How to Use NVIDIA Canary-1B-v2 for ASR, Translation, and Automatic SRT Subtitle Export in Python

The NVIDIA Canary-1B-v2 model now supports automatic speech recognition, translation, and subtitle generation via a Python script. The workflow converts audio to 16 kHz mono, runs inference on a GPU, and outputs SRT files with word-level timestamps.

Installing NeMo, Audio Libraries, NumPy, and SciPy Dependencies

The setup script checks for an existing installation marker to avoid redundant work.
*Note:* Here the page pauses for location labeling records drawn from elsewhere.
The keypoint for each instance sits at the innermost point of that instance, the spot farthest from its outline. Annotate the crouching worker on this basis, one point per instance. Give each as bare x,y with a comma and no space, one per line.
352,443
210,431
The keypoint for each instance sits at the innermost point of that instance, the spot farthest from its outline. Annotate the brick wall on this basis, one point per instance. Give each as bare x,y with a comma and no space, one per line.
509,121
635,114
If the marker is missing, it runs system commands to install libsndfile and ffmpeg, then pulls the NeMo ASR toolkit, librosa, soundfile, and pydub. It forces a reinstall of NumPy and SciPy to ensure version compatibility before killing the runtime to restart cleanly.

Copy Code

import os, subprocess, sys
SENTINEL = "/content/.canary_setup_done"
if not os.path.exists(SENTINEL):
   def sh(c):
       print("$", c); subprocess.run(c, shell=True, check=False)
   print(">>> PHASE 1: installing dependencies (one-time)...\n")
   sh("apt-get -qq update")
   sh("apt-get -qq install -y libsndfile1 ffmpeg > /dev/null")
   sh('pip install -q "nemo_toolkit[asr]"')
   sh("pip install -q librosa soundfile pydub")
   sh('pip install -q --force-reinstall --no-cache-dir "numpy>=2.2,<2.4" "scipy>=1.15"')
   open(SENTINEL, "w").write("done")
   print("\n Setup complete. Restarting the runtime now.")
   print("   When it reconnects, RUN THIS CELL AGAIN to start the tutorial.")
   os.kill(os.getpid(), 9)

Loading NVIDIA Canary-1B-v2 and Checking GPU Availability

The script imports PyTorch and NumPy to verify the environment. It prints the library versions and checks for CUDA availability. If a GPU is present, it displays the device name and VRAM capacity. If not, it warns that CPU mode will be slow and instructs the user to change the runtime type. The code then defines a dictionary of supported languages, ranging from Bulgarian to Ukrainian, before loading the model from Hugging Face and moving it to the selected device.

Copy Code

import time, json, gc, math, urllib.request
import torch, numpy as np, soundfile as sf, librosa
print(">>> PHASE 2: running tutorial\n")
print("NumPy:", np.__version__, "| PyTorch:", torch.__version__)
print("CUDA available:", torch.cuda.is_available())
if torch.cuda.is_available():
   print("GPU:", torch.cuda.get_device_name(0),
         f"| VRAM: {torch.cuda.get_device_properties(0).total_memory/1e9:.1f} GB")
else:
   print("  No GPU — will run on CPU (very slow). "
         "Set Runtime > Change runtime type > GPU.")
DEVICE = "cuda" if torch.cuda.is_available() else "cpu"
LANGS = {
   "bg":"Bulgarian","hr":"Croatian","cs":"Czech","da":"Danish","nl":"Dutch",
   "en":"English","et":"Estonian","fi":"Finnish","fr":"French","de":"German",
   "el":"Greek","hu":"Hungarian","it":"Italian","lv":"Latvian","lt":"Lithuanian",
   "mt":"Maltese","pl":"Polish","pt":"Portuguese","ro":"Romanian","sk":"Slovak",
   "sl":"Slovenian","es":"Spanish","sv":"Swedish","ru":"Russian","uk":"Ukrainian",
}
print(f"\nSupported languages ({len(LANGS)}):", ", ".join(LANGS.keys()))
from nemo.collections.asr.models import ASRModel
print("\nLoading nvidia/canary-1b-v2 ...")
t0 = time.time()
asr_model = ASRModel.from_pretrained(model_name="nvidia/canary-1b-v2").to(DEVICE).eval()
print(f"Model loaded in {time.time()-t0:.1f}s")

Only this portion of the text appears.